Her tax-exempt application still hasn't been approved after three years. She's now suing the IRS.
Sekulow said he also is preparing to sue the IRS in federal court this week, on behalf of the 16 groups he represents.
“The only way to get this resolved is to go to federal court,” Sekulow said, “because that's the only thing that's going to compel the IRS to comply with the law.”
Two IRS Cincinnati employees who have talked to NBC News dispute one part of the IRS’ explanation, saying that application of inappropriate selection criteria and the extra scrutiny for Tea Party and other conservative political advocacy organizations was not the work of a few low-level “rogue” employees.
But they also have told NBC News that they believe there was no political or partisan motivation for the targeting or scrutiny.
"We're outstanding public servants, dedicated to our craft and to the public we serve,” said one current IRS Cincinnati employee contacted at home over the weekend, who agreed to speak to NBC News on the condition of anonymity. “To suggest that we're 'rogue' should be considered slander.”

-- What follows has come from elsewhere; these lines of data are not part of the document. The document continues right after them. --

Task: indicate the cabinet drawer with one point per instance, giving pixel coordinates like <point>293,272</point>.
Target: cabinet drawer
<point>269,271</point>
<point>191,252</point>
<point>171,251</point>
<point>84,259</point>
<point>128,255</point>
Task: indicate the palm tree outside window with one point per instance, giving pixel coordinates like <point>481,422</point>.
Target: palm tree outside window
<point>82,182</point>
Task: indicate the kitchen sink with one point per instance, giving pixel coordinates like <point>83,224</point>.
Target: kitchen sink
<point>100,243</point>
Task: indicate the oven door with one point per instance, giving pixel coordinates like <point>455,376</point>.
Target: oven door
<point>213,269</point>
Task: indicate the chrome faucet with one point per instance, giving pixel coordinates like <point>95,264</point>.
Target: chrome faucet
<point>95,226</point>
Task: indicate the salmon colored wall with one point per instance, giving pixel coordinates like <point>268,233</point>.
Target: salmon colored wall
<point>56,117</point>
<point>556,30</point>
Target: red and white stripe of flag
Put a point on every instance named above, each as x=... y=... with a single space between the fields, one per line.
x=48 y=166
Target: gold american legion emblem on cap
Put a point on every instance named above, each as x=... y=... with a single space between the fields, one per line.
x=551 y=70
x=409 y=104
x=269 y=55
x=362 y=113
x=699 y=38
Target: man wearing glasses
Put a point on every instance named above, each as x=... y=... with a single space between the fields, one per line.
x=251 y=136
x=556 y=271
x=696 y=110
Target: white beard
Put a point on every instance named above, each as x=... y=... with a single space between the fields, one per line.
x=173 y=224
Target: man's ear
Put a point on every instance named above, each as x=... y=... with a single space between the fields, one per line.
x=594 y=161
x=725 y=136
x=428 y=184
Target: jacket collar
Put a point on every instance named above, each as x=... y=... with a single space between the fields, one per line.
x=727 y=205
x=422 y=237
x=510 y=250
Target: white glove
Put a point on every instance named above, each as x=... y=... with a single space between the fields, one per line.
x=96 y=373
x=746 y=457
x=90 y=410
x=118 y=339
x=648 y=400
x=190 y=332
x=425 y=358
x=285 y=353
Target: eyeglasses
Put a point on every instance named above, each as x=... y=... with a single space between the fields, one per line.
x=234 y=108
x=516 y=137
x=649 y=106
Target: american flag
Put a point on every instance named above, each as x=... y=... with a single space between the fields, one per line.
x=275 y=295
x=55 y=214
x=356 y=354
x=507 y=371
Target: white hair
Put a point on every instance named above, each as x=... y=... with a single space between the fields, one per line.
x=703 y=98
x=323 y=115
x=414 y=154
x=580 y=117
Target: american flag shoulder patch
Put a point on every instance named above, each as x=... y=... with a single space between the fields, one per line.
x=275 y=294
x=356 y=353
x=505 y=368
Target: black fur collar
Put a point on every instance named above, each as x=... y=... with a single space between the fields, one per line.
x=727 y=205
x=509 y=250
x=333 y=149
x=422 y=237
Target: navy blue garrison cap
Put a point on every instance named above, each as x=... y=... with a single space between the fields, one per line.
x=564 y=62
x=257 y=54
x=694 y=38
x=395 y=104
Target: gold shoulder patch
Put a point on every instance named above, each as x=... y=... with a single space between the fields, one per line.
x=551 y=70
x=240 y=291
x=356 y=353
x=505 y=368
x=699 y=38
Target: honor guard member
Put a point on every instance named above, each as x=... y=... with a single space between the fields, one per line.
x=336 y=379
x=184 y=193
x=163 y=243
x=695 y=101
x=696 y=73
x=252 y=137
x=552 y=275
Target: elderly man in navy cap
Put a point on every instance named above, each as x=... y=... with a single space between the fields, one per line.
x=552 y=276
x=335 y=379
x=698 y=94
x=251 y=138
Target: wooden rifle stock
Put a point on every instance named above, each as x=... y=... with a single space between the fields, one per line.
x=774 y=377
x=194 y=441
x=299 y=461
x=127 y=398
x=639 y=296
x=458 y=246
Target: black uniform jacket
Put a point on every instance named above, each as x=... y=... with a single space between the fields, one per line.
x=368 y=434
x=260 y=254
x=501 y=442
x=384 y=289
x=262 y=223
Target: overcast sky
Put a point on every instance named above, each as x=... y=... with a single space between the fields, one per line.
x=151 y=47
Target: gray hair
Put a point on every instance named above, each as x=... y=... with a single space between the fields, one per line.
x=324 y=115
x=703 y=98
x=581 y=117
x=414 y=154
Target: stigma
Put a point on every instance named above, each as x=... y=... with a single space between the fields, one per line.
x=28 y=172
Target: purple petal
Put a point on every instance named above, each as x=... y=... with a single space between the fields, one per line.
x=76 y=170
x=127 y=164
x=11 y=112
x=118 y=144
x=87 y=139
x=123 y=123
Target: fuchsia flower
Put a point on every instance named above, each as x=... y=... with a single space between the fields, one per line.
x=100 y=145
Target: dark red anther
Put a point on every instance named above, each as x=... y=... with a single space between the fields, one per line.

Asked about the motivations for the targeting, the employee said, “I trust my management team."
Bonnie Esrig, a 38-year IRS veteran and a manager in the Cincinnati office until she retired from the IRS in January, also has told NBC News that decisions about how to handle cases came from management, and that all employees were subjected to considerable oversight. She also said that she believes there was no political or partisan motivation for the added scrutiny.